O hino começa alude ao contraste entre Adão e Cristo: o primeiro homem, reivindicando ser como Deus, assumiu a atitude de arrogância e de autossuficiência e virou as costas às indicações de Deus; Cristo, o Homem Novo, assumiu a atitude de humildade e de obediência diante de Deus. A atitude de Adão trouxe sofrimento e morte; a atitude de Jesus trouxe exaltação e vida.

A atitude de Cristo é caraterizada no hino como aniquilação ou despojamento (“kénôsis”). Cristo era de condição divina. Porém, sem reivindicar, em razão do seu estatuto, quaisquer poderes ou privilégios, pôs-se totalmente ao serviço do desígnio salvador do Pai.
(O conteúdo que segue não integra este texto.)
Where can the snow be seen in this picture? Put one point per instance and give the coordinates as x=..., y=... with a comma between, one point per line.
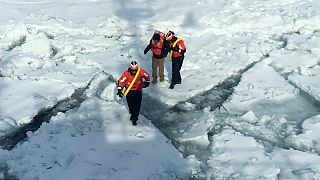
x=94, y=143
x=264, y=55
x=22, y=99
x=238, y=157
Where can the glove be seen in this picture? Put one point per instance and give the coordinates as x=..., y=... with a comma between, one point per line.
x=145, y=51
x=146, y=84
x=120, y=93
x=176, y=49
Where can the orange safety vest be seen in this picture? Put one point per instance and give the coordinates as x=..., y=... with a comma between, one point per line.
x=157, y=45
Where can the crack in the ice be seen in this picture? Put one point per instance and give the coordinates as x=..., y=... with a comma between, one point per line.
x=10, y=140
x=17, y=43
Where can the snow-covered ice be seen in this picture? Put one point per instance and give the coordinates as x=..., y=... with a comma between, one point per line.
x=262, y=55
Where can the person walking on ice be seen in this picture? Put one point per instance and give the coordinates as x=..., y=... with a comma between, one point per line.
x=130, y=85
x=177, y=50
x=159, y=47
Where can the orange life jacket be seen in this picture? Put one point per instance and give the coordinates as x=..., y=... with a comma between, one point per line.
x=157, y=45
x=180, y=44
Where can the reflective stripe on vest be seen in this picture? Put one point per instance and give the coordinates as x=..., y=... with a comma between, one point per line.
x=174, y=44
x=132, y=82
x=157, y=45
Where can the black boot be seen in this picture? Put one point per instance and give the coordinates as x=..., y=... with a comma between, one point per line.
x=134, y=120
x=171, y=86
x=134, y=123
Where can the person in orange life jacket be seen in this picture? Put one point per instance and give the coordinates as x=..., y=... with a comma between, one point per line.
x=178, y=51
x=134, y=96
x=159, y=47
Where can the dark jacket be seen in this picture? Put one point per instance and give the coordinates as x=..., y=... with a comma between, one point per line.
x=164, y=51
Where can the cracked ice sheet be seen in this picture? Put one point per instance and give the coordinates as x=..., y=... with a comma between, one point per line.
x=97, y=141
x=309, y=138
x=309, y=84
x=296, y=165
x=259, y=87
x=239, y=157
x=21, y=100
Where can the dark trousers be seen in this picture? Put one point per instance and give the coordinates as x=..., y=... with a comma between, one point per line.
x=176, y=67
x=134, y=98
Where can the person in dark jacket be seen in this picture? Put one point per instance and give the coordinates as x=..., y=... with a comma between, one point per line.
x=159, y=47
x=177, y=50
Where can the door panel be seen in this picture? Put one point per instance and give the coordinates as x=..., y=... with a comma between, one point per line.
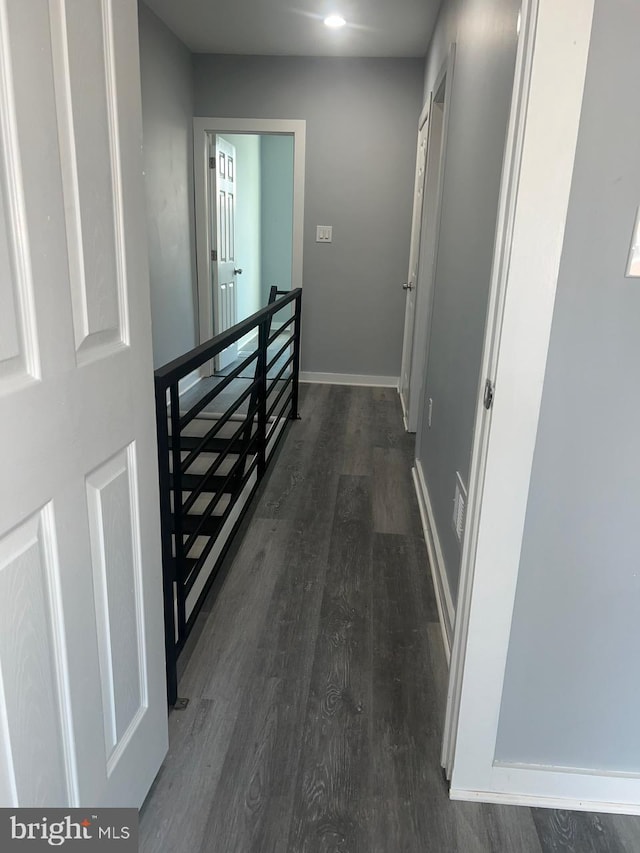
x=225, y=311
x=82, y=693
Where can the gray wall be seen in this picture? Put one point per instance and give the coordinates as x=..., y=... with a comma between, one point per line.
x=572, y=689
x=248, y=235
x=277, y=212
x=480, y=98
x=167, y=112
x=361, y=135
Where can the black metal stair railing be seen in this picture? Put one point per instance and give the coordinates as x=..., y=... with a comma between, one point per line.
x=213, y=454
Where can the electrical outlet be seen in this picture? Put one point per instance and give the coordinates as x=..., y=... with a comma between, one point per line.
x=459, y=507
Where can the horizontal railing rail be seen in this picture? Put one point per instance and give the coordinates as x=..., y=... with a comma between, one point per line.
x=214, y=444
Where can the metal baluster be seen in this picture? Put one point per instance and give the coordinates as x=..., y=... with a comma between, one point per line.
x=168, y=560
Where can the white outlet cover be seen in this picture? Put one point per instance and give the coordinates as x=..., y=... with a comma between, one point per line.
x=633, y=266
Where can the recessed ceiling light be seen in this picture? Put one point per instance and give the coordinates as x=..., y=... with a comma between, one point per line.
x=335, y=21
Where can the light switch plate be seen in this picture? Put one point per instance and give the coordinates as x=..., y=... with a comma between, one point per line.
x=633, y=266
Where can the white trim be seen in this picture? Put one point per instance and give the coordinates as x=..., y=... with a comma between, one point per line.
x=351, y=379
x=565, y=803
x=504, y=235
x=521, y=325
x=444, y=600
x=202, y=127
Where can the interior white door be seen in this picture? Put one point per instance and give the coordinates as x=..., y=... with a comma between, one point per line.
x=224, y=269
x=414, y=259
x=83, y=716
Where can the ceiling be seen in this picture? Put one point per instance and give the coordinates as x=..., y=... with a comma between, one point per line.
x=294, y=27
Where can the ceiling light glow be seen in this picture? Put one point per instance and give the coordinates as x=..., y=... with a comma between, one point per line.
x=335, y=21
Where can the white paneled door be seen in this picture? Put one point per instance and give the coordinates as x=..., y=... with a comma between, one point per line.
x=82, y=686
x=224, y=263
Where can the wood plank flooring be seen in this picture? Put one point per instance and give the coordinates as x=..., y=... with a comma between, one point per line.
x=317, y=678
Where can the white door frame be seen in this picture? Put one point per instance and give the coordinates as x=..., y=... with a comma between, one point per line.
x=424, y=127
x=537, y=173
x=427, y=264
x=202, y=127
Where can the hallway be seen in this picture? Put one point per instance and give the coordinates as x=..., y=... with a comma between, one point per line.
x=316, y=675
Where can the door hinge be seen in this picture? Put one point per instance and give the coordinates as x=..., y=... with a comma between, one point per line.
x=489, y=394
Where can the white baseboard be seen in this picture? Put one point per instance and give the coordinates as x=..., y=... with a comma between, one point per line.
x=444, y=601
x=535, y=801
x=351, y=379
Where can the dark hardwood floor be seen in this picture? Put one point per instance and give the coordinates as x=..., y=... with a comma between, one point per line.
x=316, y=675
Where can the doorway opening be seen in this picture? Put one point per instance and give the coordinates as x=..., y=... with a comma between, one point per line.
x=430, y=167
x=249, y=199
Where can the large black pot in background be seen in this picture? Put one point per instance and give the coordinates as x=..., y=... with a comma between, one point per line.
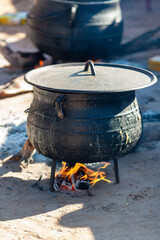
x=76, y=30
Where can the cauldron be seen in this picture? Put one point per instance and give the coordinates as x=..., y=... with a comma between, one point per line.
x=76, y=30
x=85, y=114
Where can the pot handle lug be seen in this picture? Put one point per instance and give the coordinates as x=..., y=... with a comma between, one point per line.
x=58, y=104
x=73, y=12
x=92, y=67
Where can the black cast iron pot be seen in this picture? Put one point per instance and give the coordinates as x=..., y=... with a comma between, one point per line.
x=76, y=30
x=81, y=115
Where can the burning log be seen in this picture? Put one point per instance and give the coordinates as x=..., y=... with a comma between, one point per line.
x=78, y=177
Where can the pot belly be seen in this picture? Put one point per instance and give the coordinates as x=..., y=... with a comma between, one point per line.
x=96, y=127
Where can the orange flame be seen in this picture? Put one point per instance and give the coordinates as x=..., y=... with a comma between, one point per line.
x=92, y=176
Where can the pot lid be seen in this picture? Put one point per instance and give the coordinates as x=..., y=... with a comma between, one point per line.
x=90, y=77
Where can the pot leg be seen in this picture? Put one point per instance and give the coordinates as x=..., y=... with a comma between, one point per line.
x=116, y=170
x=52, y=176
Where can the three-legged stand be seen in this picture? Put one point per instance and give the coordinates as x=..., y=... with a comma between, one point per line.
x=116, y=170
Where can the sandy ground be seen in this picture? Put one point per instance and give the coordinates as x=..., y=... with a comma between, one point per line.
x=126, y=211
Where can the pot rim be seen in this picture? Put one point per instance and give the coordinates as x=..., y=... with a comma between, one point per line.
x=32, y=74
x=87, y=3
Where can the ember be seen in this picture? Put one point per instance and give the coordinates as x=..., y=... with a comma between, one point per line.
x=78, y=177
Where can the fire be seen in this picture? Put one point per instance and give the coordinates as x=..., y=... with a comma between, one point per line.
x=81, y=173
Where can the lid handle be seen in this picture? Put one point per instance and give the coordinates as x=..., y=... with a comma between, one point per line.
x=91, y=64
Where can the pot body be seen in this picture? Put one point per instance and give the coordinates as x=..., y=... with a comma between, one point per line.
x=84, y=127
x=76, y=31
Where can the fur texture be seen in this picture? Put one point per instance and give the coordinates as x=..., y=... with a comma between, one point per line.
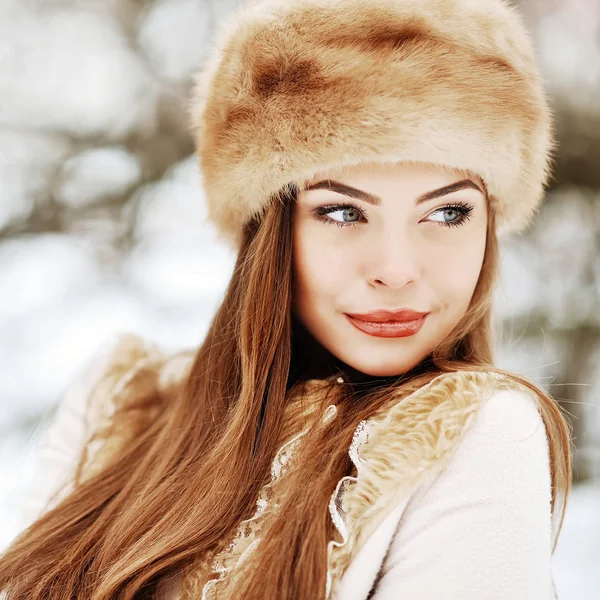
x=409, y=446
x=293, y=87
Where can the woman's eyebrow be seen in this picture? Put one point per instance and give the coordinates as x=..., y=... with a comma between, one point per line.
x=341, y=188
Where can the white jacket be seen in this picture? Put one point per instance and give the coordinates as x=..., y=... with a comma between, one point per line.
x=477, y=528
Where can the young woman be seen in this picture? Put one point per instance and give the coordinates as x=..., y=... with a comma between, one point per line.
x=342, y=432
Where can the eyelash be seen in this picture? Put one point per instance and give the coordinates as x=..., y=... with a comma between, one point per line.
x=321, y=212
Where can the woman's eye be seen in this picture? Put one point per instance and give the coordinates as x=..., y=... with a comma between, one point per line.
x=457, y=214
x=342, y=215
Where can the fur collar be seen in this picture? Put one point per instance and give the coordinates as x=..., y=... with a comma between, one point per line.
x=406, y=450
x=395, y=453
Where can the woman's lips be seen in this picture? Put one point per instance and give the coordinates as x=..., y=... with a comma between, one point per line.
x=388, y=329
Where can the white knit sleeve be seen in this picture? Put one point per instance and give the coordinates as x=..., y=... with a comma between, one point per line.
x=482, y=530
x=59, y=446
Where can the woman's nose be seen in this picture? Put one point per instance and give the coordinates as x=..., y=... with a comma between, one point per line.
x=394, y=260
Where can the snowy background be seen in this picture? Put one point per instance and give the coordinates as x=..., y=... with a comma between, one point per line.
x=103, y=224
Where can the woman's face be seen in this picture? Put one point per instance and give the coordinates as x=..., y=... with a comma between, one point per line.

Aceitou vestir a fragilidade dos seres humanos e tornou-Se homem: experimentou as dores e os limites dos homens, conviveu com os dramas dos homens e caminhou com os homens para lhes indicar a rota da salvação, fez-se servo dos homens, lavou-lhes os pés. Como se isso não bastasse, desceu mais: foi contestado, preso, condenado e sofreu morte infame na cruz, reservada aos malditos e abandonados por Deus. Esta história de despojamento parece história de fracasso e de morte, “pouco recomendável”.

Contudo, não é assim que termina a história de quem obedece a Deus e põe a vida ao serviço do plano de Deus. Porque deu pleno cumprimento ao plano do Pai, Deus ressuscitou-O e exaltou-O. Fê-lo vencer a injustiça, o egoísmo e a violência que o condenado a morte maldita. Apresentou-O como modelo para todos os homens. Deus fez d’Ele o “Jesus” (este nome significa “Deus salva”) e o “Kýrios” (“Senhor” – que, no Antigo Testamento, substituía o impronunciável nome de Deus); e a Humanidade inteira (céus, terra e infernos) reconhece o Cristo que Se despojou de tudo para obedecer ao Pai como “o Senhor” que reina em toda a terra e que preside à História.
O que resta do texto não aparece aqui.